My Bachelor’s thesis was part of a year-long project around LLM-driven code generation - imagine tackling SWE-bench but on our own dataset of public Java projects. In my thesis I covered the aspect of how to represent code to make it searchable.

We presented our work in an easily digestable format at our Bachelor’s podium.

Our work was featured at and we attended SAP Sapphire Barcelona 2024.

Download the full thesis here.

Abstract

Semantic code retrieval describes the task of finding code based on the content of a natural language query. More specifically, this work is concerned with repository- level code file retrieval from natural language issue descriptions which can be part of broader repository-level code generation pipelines. For this purpose, I apply a Bayesian linear probit regression model to issue-code instances that are represented by interaction features between their two components.

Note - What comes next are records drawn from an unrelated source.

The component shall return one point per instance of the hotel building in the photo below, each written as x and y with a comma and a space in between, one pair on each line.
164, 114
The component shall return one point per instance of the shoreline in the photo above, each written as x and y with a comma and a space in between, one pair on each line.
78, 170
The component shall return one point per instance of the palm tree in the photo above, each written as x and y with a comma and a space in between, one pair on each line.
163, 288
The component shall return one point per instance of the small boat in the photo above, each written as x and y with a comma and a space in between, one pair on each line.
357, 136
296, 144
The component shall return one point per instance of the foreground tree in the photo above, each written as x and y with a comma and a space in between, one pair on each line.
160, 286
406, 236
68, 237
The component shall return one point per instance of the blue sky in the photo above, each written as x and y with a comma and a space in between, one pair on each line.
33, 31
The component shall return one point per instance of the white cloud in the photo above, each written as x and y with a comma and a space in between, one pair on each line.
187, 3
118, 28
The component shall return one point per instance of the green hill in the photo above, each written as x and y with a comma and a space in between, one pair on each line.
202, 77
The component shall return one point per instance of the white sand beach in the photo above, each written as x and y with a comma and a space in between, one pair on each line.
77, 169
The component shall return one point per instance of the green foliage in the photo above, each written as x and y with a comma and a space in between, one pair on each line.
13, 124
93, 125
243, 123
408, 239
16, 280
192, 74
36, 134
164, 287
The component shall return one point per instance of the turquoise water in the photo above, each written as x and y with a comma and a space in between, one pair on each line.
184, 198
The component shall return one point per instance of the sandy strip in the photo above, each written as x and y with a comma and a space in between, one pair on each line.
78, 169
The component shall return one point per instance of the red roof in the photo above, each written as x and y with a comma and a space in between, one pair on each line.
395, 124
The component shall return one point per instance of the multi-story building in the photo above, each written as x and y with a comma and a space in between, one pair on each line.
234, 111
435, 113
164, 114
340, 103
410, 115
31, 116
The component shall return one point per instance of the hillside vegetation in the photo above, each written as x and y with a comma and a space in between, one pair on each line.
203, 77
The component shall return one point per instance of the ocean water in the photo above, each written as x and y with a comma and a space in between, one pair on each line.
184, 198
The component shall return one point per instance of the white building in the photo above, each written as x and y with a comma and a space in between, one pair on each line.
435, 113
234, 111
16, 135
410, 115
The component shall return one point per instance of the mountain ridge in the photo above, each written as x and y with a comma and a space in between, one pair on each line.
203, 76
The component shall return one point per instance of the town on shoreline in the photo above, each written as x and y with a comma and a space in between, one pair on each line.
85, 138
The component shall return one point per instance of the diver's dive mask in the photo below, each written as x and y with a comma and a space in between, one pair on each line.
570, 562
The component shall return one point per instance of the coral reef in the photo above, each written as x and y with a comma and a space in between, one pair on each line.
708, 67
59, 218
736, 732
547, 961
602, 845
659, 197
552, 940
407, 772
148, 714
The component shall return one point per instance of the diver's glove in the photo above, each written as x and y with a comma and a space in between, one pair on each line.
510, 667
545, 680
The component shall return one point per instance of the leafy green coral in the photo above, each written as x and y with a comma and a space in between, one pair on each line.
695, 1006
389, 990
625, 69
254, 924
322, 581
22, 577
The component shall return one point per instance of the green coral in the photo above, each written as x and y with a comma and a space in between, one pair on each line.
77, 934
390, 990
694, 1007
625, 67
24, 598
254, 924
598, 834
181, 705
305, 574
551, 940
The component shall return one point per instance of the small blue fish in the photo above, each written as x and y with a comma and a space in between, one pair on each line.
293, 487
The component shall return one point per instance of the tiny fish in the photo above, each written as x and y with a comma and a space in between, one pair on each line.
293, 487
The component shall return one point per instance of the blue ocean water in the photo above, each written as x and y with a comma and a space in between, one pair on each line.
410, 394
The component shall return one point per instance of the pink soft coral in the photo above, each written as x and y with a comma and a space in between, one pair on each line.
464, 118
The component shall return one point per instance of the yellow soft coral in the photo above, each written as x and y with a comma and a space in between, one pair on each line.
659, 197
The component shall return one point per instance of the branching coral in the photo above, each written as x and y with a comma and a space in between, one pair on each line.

The interaction features that I investigate stem from textual representations of the components, the structure of their repository and the past activity in the repository with respect to time and the developers involved. Each of the features was chosen for alone being indicative of a file change. I could show that present text embedding models yield a good semantic representation of natural language as well as code and that a simple linear model can fine-tune a text similarity metric on those embeddings to the specific task of code retrieval. Making use of the interaction features beyond the textual representations did not notably increase or even decreased the model’s performance on two single-repository datasets as well as a multi-repository dataset that were specifically compiled for this work.